The idea of the camera as witness and documentary as testimony is as old as political documentary. What is perhaps distinctive about it in the new context of street video lies in the relationship between the videographer, the situation, and their place within it as perceived by those in front of the camera. This relationship has been altered by a change that has taken place over the last decade and more, as video cameras have become commonplace and acquired multiple forms, especially their incorporation into mobile phones and the concomitant rise of citizen journalism. The collectivity brings about a potential space of disalienation in the relationship between the subject and the person filming them. The citizen journalist is not objectifying but sharing an experience, an event, an attitude. This is not unlike the family video diarist of the 1990s, say, but here projected into a big public arena.

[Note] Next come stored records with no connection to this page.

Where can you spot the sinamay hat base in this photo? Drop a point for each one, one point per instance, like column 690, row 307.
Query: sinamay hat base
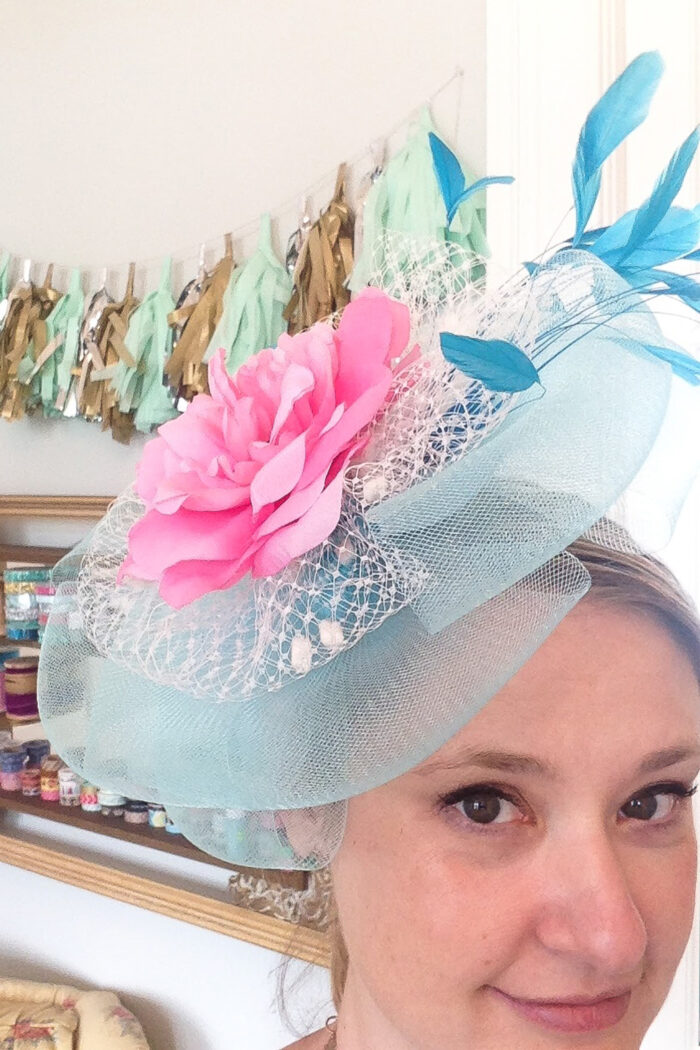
column 448, row 565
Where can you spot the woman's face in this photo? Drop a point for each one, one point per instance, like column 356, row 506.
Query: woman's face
column 532, row 883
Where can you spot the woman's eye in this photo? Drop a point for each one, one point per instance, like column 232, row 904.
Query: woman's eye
column 656, row 805
column 488, row 807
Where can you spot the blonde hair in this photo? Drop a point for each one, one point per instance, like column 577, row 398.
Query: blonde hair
column 622, row 576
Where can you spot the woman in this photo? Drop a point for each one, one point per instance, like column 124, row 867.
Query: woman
column 343, row 621
column 532, row 883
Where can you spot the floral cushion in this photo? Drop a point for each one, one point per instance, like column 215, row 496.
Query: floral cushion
column 45, row 1016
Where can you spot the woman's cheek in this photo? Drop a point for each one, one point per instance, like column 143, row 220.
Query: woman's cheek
column 662, row 883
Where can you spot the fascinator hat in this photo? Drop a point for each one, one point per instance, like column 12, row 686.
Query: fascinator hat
column 327, row 565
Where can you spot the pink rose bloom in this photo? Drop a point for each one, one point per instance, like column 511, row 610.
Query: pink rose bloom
column 251, row 477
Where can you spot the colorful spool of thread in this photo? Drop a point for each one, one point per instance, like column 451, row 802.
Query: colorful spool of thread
column 50, row 791
column 69, row 788
column 89, row 799
column 21, row 604
column 13, row 759
column 37, row 751
column 21, row 688
column 30, row 780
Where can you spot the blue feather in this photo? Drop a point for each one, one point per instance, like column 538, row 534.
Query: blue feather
column 652, row 213
column 497, row 364
column 620, row 110
column 674, row 235
column 448, row 169
column 682, row 286
column 684, row 366
column 474, row 188
column 451, row 179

One thing that struck me from the very first time I went out shooting (the Turner Prize Teach-In on 6th December 2010) was that at public events like these, my camera was always only one of many—and most were not professional photographers or television crews. Protestors fully accepted, even welcomed our presence, and didn’t worry about their image being captured by a camera they regarded as one of theirs. (Out on the streets, it could even be an insurance if a camera caught something happening to you.) Sometimes, for example at one of the libraries protests, people invited the camera to let them speak their piece. They wanted to be represented.

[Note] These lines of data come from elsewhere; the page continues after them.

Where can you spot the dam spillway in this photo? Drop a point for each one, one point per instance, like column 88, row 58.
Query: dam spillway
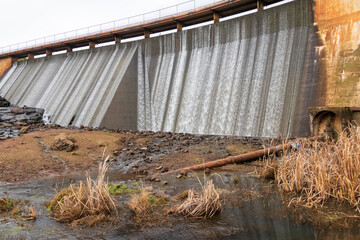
column 248, row 76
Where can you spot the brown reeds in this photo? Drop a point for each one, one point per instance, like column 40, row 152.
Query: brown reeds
column 204, row 204
column 91, row 198
column 321, row 170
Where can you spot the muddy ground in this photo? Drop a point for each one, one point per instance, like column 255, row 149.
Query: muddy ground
column 30, row 156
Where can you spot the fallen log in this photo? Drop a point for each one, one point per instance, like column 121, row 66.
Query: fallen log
column 246, row 157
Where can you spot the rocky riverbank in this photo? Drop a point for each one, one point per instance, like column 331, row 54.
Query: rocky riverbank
column 15, row 121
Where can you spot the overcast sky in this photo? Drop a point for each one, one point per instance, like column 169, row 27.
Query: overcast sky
column 22, row 20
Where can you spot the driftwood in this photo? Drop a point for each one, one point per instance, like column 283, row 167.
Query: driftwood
column 246, row 157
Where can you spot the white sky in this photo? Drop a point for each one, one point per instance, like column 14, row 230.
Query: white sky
column 22, row 20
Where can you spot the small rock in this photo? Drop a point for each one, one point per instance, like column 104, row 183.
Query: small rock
column 159, row 167
column 17, row 110
column 24, row 129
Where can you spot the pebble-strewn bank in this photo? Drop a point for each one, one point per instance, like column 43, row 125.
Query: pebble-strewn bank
column 15, row 120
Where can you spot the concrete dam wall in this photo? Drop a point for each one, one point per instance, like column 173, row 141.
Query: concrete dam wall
column 250, row 76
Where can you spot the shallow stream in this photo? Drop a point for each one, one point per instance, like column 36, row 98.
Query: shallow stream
column 252, row 210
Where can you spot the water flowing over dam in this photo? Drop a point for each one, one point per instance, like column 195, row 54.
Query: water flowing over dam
column 250, row 76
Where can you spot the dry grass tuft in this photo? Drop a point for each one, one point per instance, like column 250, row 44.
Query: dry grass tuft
column 6, row 204
column 84, row 200
column 201, row 205
column 319, row 171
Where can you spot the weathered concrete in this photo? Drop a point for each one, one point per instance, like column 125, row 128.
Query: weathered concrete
column 338, row 23
column 122, row 112
column 5, row 64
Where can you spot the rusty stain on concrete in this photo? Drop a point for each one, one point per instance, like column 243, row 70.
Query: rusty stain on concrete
column 338, row 23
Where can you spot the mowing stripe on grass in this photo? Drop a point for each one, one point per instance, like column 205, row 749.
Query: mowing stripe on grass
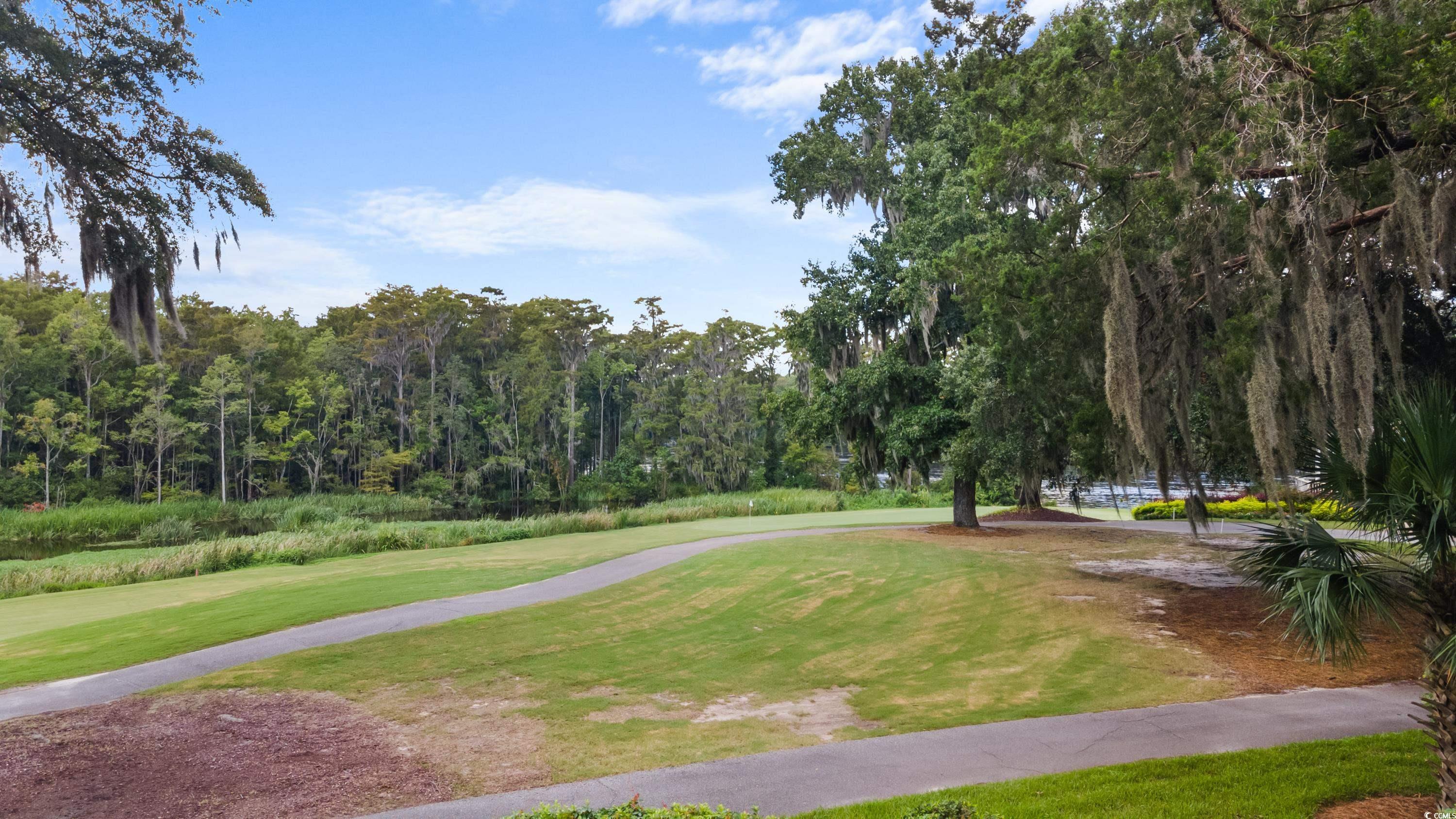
column 845, row 773
column 110, row 686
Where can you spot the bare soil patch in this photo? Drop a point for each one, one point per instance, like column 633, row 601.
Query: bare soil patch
column 819, row 715
column 1040, row 515
column 1381, row 808
column 219, row 754
column 1200, row 573
column 663, row 707
column 969, row 531
column 474, row 739
column 1229, row 626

In short, there has been a great deal of participant observation going on, a new version of Mass Observation transposed into a novel digital arena of instant sharing. The converse of the multiplicity of cameras is that you can quickly see what other people have made of the same event you filmed, because the results are rapidly posted on the web. This is fascinating—the society of the spectacle being subjected to a prismatic reality check, which has the effect of placing any individual version in question (including of course one’s own). This is less of a problem, however, than the peculiarly asocial nature of the so-called social media, which both connects people and disconnects them, as they become fixated on their screens even in the midst of hurly burly. The virtual audience is highly atomised, dissolved into the the virtual soup of the web.

The blogger nervously checks the number of hits they get (which are never that many), and is left starving for real unmediated eyeball to eyeball human contact. This, however, you can only get by returning to the mode of cinema, that is, projection in front of an audience, and reviving the practice of political film groups of earlier times, of discussion with the audience at the end of the screening. The politics have changed but this practice is not anachronistic. Judging by the numerous small venues up and down the country where this is now happening, it isn’t just the blogger who has this hunger. For my part, taking Chronicle of Protest on the road over a three month period was a fruitful experience because of the debates, which became pointedly more reflective as the events receded without political resolution. The experience also served as a corrective to one of the myths about the web’s universal powers. A video doesn’t need to go viral to be efficacious (and numerous viral videos are empty-headed) but you need a moment or two of dialogue with a live audience to see it working.